Program-Wide Logging
Logging (the fancy term for printing) in a program distributed across several processes can be a bit tricky. ParallelZone exposes two logging mechanisms, one for logging program-wide state and one for logging process-local state.
Warning
Logging program-wide state to the process-local logger is always okay. It usually just results in logging redundant information. Logging process-local information to the program-wide logger will usually not cause an error, but it may cause deadlock if every process does not call the program-wide logger.
Generally speaking, the program-wide logger should be used for all logging needs except: when one needs to log distributed data, or when a logging statement will only be executed by a subset of processes. As an example, say we want to log the result of the all gather we performed in the previous example, we can do this by:
// Log the value of result (N.B. after gather all processes have the result)
for(const auto& x : results) rv.logger() << std::to_string(x);
Note
The streaming syntax of the Logger is presently a C++-only feature. See the next code snippet for how to log in Python.
This snippet shows the streaming API of the Logger class. This is a
convenient API for users familiar with std::cout (or more generally
std::ostream) style printing, but can only be used with “info”-level
log messages…which brings us to log levels.

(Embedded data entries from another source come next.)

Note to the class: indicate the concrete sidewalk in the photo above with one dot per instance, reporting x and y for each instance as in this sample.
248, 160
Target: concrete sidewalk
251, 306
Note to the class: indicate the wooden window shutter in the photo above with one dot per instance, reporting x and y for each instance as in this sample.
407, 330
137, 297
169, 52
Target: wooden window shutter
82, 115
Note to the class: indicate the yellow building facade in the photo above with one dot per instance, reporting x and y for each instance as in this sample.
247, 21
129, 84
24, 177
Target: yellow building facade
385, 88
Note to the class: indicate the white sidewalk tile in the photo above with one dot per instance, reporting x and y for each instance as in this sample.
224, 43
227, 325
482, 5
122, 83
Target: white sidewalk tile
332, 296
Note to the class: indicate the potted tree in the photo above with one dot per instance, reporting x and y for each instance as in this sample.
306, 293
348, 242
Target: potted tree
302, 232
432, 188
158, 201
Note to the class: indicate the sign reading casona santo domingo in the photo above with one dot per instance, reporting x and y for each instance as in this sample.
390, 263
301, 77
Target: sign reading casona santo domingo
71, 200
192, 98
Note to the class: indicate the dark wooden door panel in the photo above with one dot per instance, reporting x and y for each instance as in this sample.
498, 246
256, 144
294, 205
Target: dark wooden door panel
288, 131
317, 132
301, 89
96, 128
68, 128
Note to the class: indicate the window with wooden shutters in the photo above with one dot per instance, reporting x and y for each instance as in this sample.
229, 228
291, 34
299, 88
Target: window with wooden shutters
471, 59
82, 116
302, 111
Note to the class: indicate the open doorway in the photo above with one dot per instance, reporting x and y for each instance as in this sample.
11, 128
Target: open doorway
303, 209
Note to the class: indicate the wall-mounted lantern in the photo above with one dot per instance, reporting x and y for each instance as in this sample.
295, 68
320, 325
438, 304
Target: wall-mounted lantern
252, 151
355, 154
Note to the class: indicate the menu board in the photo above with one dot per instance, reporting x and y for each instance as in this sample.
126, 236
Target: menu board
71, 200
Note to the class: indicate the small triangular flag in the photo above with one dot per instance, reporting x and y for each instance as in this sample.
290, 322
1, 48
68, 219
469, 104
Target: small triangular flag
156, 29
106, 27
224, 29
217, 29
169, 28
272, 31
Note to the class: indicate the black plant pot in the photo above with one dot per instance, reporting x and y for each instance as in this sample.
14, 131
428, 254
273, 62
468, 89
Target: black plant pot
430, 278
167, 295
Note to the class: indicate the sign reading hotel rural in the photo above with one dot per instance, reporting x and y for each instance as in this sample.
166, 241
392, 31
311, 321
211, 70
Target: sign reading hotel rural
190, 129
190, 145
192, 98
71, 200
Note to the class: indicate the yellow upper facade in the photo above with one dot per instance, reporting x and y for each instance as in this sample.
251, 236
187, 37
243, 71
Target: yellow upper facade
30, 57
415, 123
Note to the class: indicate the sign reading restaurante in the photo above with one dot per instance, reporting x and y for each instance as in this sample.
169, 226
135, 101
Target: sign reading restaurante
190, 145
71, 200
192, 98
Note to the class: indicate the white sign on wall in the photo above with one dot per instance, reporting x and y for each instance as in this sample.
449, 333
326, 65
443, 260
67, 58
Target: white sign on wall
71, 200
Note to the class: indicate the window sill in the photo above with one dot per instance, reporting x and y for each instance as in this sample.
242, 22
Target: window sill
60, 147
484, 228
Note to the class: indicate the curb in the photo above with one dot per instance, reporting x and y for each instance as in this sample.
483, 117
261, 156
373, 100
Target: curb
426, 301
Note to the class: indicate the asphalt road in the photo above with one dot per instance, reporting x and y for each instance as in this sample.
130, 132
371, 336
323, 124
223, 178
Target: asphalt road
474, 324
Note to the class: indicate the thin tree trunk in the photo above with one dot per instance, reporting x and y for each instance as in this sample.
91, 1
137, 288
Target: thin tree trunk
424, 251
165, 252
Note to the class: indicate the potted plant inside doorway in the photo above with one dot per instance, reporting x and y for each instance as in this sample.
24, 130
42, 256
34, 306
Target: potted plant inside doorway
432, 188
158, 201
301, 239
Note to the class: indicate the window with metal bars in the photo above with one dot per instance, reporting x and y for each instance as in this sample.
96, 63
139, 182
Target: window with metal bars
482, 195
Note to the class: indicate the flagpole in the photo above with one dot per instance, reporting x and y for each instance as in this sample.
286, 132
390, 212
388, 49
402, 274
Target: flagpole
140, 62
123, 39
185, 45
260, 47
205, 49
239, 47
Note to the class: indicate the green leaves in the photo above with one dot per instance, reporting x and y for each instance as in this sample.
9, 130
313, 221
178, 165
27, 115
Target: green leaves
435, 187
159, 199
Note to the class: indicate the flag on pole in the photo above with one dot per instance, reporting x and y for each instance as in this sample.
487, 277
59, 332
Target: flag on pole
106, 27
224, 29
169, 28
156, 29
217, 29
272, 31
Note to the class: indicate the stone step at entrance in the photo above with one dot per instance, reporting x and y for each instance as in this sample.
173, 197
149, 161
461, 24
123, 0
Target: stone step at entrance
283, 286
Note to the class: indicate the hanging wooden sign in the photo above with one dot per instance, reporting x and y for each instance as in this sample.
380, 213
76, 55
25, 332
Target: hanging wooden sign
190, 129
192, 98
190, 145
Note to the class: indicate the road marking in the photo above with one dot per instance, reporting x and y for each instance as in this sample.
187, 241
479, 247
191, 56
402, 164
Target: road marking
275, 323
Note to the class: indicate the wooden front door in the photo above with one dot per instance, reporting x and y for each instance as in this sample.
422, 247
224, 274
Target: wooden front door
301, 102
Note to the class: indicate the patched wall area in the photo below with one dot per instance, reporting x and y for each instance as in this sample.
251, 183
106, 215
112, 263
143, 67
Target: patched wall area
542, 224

Logging primarily differs from traditional printing in that each log statement is assigned a severity/importance. The severity levels tell you how severe the message is. In ParallelZone the severity choices are (and their suggested meanings):
trace - Logging that is considered verbose, even for debugging
debug - Logging that is likely only needed when trying to debug
info - Base-level logs, log messages primarily showing progress
warn - Something looks weird, it’s not necessarily wrong, but it’s odd
error - Something went wrong, but the program can recover
critical - Something went wrong, but recovery is not possible
Severity increases from “trace” to “critical” such that “trace” is the least important and “critical” is the most severe log statements. In practice, the value of a computed result usually falls under debug or trace. There’s at least two ways to do that:
// Log the value of result as severity::trace
for(const auto& x : results) rv.logger().trace(std::to_string(x));
// Log the value of result as severity::debug
auto debug_s = parallelzone::Logger::severity::debug;
for(const auto& x : results) rv.logger().log(debug_s, std::to_string(x));
my_rs = rv.my_resource_set()
# Log the value of result as severity::trace
for x in result:
rv.logger().trace(str(x))
# Log the value of result as severity::debug
debug_s = pz.Logger.severity.debug
The first example illustrates the use of the trace method. Each severity
level has its own corresponding method. The second example shows how to use
the more general log method. This particular overload of the log method
allows you to specify (at runtime if you like) the severity of the message.
Note
Notice that we did not discuss where the log message gets printed. This is called the “sink”. By default the program-wide logger has a sink which prints to standard out. When developing code with ParallelZone you should always use the loggers provided to your code, and not mess with the sinks. This is because the sinks are set by the person running the program to their liking.